Labour and Social Security Minister, Hon. Karl Samuda, represented Prime Minister, the Most Hon. Andrew Holness, while Member of Parliament for South St. Catherine, Fitz Jackson, represented Leader of the Opposition, Dr. Peter Phillips, at the function held at the University Chapel in St. Andrew.
In his tribute, Chairman of the Electoral Commission of Jamaica (ECJ), Earl Jarrett, said that Dr. Duncan, who was a retired ECJ Commissioner, was committed to the organisation and the advancement of democracy in Jamaica.
“He understood and embraced the objectives of continuously improving the electoral process,” Mr. Jarrett said.
Noting that the four-time Member of Parliament had extensive knowledge of the electoral system, Mr. Jarrett said he sought to ensure that the process of electing representatives was “fair and free from fear”.
“Dr. Duncan made every effort to ensure that the public trust was upheld in all decisions that were made,” he added, noting that the ECJ, along with the Electoral Office of Jamaica (EOJ) “were well served by Dr. D.K. Duncan”.
For son, Keith Duncan, his father stood for social and economic justice for all and was a trailblazer for the entire Duncan family.
He said that as the eldest of five brothers, Dr. Duncan, who was a dentist by profession, stood as an example for his brothers, and later influenced many of his children into a life of service in different spheres.

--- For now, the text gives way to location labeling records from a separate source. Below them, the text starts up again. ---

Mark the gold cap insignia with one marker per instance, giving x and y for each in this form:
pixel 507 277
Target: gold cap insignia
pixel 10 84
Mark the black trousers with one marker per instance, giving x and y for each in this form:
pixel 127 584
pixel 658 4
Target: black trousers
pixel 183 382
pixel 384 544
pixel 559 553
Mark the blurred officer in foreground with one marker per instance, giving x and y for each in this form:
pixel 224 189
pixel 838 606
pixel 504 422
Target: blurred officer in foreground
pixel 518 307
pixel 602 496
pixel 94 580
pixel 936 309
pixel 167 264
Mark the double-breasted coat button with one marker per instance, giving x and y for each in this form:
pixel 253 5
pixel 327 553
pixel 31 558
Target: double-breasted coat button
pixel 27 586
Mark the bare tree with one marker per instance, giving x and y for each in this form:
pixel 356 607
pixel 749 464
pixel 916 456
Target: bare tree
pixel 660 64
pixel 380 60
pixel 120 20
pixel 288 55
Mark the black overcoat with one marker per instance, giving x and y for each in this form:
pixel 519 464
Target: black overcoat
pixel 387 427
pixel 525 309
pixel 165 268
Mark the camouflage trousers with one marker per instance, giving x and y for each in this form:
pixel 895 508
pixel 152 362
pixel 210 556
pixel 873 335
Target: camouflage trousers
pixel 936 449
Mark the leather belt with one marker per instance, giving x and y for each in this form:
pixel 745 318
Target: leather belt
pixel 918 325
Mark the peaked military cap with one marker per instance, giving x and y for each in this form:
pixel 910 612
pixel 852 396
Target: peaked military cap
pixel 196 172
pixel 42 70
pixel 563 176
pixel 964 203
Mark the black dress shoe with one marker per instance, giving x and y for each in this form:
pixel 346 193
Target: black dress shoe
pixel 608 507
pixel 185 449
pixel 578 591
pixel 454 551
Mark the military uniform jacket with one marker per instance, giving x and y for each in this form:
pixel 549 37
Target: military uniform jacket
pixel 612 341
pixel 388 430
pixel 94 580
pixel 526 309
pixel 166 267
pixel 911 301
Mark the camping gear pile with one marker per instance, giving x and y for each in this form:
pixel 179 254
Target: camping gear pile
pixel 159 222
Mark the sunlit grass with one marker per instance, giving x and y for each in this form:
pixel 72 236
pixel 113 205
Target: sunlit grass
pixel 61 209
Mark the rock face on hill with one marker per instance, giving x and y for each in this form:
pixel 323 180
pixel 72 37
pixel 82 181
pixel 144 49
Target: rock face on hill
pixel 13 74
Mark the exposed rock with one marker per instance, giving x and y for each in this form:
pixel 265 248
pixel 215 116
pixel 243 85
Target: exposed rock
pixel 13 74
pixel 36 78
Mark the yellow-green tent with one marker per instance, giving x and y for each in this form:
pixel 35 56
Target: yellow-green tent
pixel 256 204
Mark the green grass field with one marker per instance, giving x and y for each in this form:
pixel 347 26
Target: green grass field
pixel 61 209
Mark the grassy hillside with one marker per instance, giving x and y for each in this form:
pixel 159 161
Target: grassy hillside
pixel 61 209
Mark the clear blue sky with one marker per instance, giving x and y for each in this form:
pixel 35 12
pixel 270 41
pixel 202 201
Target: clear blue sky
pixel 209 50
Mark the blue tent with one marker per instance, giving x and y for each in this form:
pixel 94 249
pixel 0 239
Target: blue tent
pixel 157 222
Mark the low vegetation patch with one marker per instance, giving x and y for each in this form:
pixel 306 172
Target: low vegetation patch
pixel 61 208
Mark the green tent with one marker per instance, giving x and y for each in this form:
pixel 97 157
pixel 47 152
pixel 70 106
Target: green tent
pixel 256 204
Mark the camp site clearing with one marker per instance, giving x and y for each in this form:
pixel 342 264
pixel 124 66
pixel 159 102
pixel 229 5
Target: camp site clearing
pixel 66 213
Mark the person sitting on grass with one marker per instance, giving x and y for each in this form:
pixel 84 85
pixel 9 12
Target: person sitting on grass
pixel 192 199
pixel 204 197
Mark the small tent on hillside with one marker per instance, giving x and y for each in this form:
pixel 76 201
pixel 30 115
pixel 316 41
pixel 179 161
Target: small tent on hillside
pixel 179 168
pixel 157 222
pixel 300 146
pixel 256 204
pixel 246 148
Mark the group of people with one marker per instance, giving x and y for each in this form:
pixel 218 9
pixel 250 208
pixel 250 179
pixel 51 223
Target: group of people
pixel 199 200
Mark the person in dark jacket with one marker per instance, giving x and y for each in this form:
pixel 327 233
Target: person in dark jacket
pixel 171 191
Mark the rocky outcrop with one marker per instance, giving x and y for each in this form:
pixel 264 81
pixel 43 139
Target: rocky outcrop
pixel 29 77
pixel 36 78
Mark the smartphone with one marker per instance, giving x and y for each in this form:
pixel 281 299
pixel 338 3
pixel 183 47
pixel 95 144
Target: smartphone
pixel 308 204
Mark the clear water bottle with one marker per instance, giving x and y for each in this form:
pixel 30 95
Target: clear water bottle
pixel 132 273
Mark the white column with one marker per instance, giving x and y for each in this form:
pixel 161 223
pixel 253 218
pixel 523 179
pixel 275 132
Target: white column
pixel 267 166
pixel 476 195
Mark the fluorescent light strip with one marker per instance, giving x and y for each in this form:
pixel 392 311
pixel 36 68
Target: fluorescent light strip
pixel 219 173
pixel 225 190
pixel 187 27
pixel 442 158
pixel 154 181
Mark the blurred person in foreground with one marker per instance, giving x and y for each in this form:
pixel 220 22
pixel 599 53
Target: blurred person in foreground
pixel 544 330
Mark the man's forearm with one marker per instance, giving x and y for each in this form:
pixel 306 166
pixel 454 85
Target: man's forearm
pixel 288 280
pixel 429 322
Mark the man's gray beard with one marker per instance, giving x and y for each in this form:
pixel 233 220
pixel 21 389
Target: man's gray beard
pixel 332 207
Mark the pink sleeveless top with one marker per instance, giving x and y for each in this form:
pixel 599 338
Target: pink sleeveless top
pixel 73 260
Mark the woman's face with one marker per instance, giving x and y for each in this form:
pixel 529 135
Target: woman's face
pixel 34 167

“He wanted to serve and contribute to social transformation in Jamaica. This drive to serve was due to his love, respect and empathy that he had for the ordinary and marginalised Jamaican citizen,” Mr. Duncan noted.
He said that his father was a “great giver’, especially through the provision of dental care to persons who could not afford to pay.
“Money was not his priority, people and service were his passion. My siblings and I are very proud of our father, who, through his courageous stands, actions, honesty and integrity, has made a powerful and lasting impact on Jamaica.
Our father has given our entire family an enduring and powerful legacy and example to build on,” he added.
Delivering the homily, Pastor of the Webster United Church, the Reverend Astor Carlyle, made a plea for persons, during their lifetime, to “seek to leave good names behind, show strength of character, and to choose what is right over what is popular”.
“D.K. Duncan believed that Jamaica could be a place of equality for all, and he gave himself to that,” the Pastor said.
Other tributes came from Dr. Duncan’s younger brother Hugh Duncan; his grandchildren; former Cabinet colleague, Arnold Bertram; and Historian, Professor Anthony Bogues.
The ceremony featured performances by Ernie Smith and the group Ashe.
Dr. Duncan died on September 17 in hospital. He was 80 years old. Dr. Duncan’s political career spanned 45 years beginning in the 1960s.
He became a Member of Parliament in 1976, representing the East Central St. Andrew constituency, serving until 1983, and later represented Eastern Hanover from 2007 until 2016.
In 1977, at age 36, he was appointed to the Cabinet as Minister of National Mobilisation and Human Resources and served until 1980.
He is survived by his widow, Beverly Duncan, and six children.